As a mature adult, I think it's time for me to quit Seinfeld now, and remember my friend George as he was rather than persist with him now he's become a monster. There again I'm over half way through and it would be great to watch the whole show in order, and see what develops later...

I am rubbish, but at least I'm not as bad as Newman.

Wednesday, 17 October 2007

(I Can't Get No) Satisfaction

Today Ofsted has expressed concern over behaviour, which was "just satisfactory" in secondary schools.
When was there anything "just" about satisfactory? Will these people never be satisfied?
Not until everyone's above average, I suspect.

Saturday, 6 October 2007

Like a Rolling Stone

If your life is anything like mine you’ll be wanting comfort from the fact you’re not alone, and more importantly, it’ll be pretty much a rock rolling down a hill side.
There’s a certain amount of what happens to you which is just a natural result of how the land lies, a certain amount that’s influenced by your spin and how fast you’re travelling, and most of the rest is a result of the direction you were pushed at the hill top.

Basically, the filters you put on the world and your reactions to it are in place from pretty early on. I’m a lefty, a veggy, a Doctor Who fan, a Liverpool FC supporter and a BBC boy, because I have been ever since, and I’ve been a creature of habit since shortly after, and it takes a lot to break that conditioning
Which is why when the organisations I instinctively trust let me down I feel particularly torn.

This isn’t about Liverpool FC playing like a drain in Europe*, the BBC having shown a misleading trailer to journalists and having spoken in ignorance and error about the contents of the programme the trailer was promoting**, Doctor Who being given back to a general audience away from the sweaty over-possessive hands of loons like myself, the Vegetarian Society allowing a product using non-free range eggs to get its green tick *** or a Labour government doing the kind of things I always hated the Tories doing.

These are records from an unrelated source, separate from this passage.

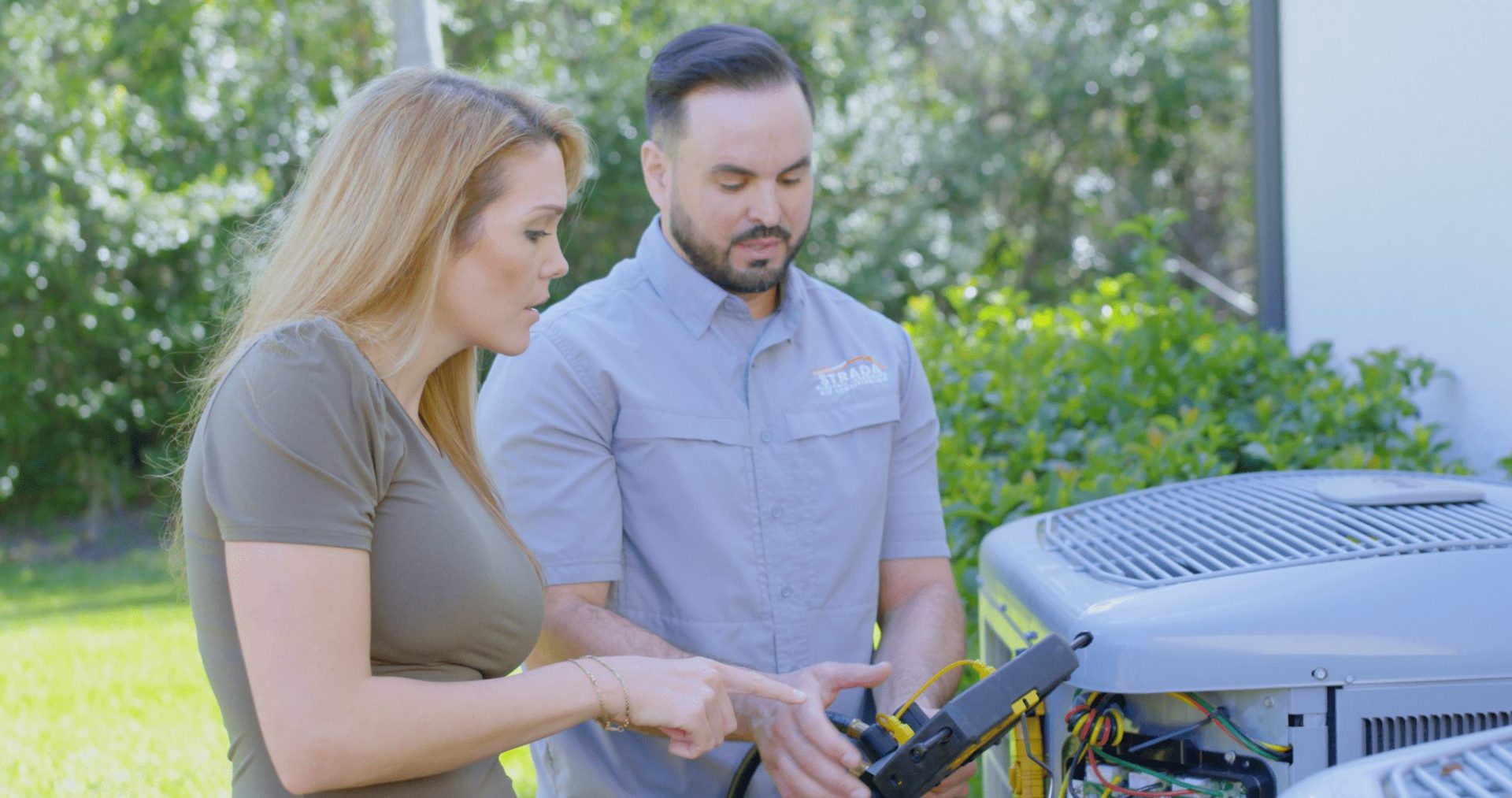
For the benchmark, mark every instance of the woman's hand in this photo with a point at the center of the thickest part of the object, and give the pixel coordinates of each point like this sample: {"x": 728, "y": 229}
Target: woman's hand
{"x": 687, "y": 699}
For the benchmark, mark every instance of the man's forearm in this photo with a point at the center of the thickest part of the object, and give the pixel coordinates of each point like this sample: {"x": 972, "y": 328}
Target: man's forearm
{"x": 920, "y": 637}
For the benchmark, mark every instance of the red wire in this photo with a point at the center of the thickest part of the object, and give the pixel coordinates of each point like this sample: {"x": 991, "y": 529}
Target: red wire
{"x": 1092, "y": 763}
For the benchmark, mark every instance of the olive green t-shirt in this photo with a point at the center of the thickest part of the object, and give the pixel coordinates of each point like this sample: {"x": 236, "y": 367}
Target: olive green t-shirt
{"x": 304, "y": 444}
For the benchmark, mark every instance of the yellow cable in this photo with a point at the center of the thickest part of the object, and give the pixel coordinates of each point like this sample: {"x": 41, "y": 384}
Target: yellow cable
{"x": 900, "y": 730}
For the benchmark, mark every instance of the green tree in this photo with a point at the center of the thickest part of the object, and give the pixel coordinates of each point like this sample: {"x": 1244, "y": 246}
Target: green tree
{"x": 138, "y": 136}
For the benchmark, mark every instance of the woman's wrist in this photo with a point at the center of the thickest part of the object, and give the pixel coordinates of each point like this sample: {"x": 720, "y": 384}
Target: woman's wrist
{"x": 599, "y": 688}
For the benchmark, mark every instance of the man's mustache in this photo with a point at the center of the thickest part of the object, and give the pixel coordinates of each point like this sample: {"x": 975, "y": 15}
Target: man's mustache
{"x": 762, "y": 233}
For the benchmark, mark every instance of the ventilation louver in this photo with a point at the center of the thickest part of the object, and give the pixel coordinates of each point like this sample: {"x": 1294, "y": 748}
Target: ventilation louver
{"x": 1255, "y": 521}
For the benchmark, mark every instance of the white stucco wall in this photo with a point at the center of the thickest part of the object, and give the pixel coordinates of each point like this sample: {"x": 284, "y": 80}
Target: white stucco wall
{"x": 1398, "y": 189}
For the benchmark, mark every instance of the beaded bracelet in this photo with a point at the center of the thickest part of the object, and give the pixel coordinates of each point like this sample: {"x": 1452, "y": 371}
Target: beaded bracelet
{"x": 604, "y": 712}
{"x": 624, "y": 688}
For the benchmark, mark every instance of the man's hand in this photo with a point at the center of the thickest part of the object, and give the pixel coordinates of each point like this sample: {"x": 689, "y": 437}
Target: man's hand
{"x": 803, "y": 753}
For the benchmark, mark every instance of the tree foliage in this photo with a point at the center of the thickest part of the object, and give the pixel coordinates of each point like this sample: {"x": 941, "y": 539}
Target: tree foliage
{"x": 995, "y": 143}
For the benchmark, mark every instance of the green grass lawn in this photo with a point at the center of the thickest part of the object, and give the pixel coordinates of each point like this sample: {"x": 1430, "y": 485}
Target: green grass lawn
{"x": 102, "y": 691}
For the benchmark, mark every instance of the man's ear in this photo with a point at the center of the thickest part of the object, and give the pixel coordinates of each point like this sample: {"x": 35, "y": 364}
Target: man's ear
{"x": 657, "y": 169}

Basically, someone I rate in an organisation I rate is losing their job and there’s not a sausage I can do about it. Broadly, I think “Yeah, great outfit," specifically, I think “Dumb arse decision”. In the past I’ve been able to take my bat and ball away when this happened in organisations I had some stake in, but in this case I don’t think I have a bat and ball to take. You can’t help but feel a bit muddied and compromised.

Grrr.

Got to find a way to take some control, got to get me some bats and balls.

* I know the usual form would be “playing like drains”, but a team should be treated as a single entity grammatically, even if it's not playing like one.

** Clearly, a sacking offence and not just the ordinary nature of broadcasting. Oh hang on, it involves our constitutional monarch, fair does, a heinous act.

*** Quorn, I’m told, got its tick before it should have. It deserves it now, but I believe it was given it on promises of becoming truly veggy down the line. This may be FOAFlore but that’s what I was told.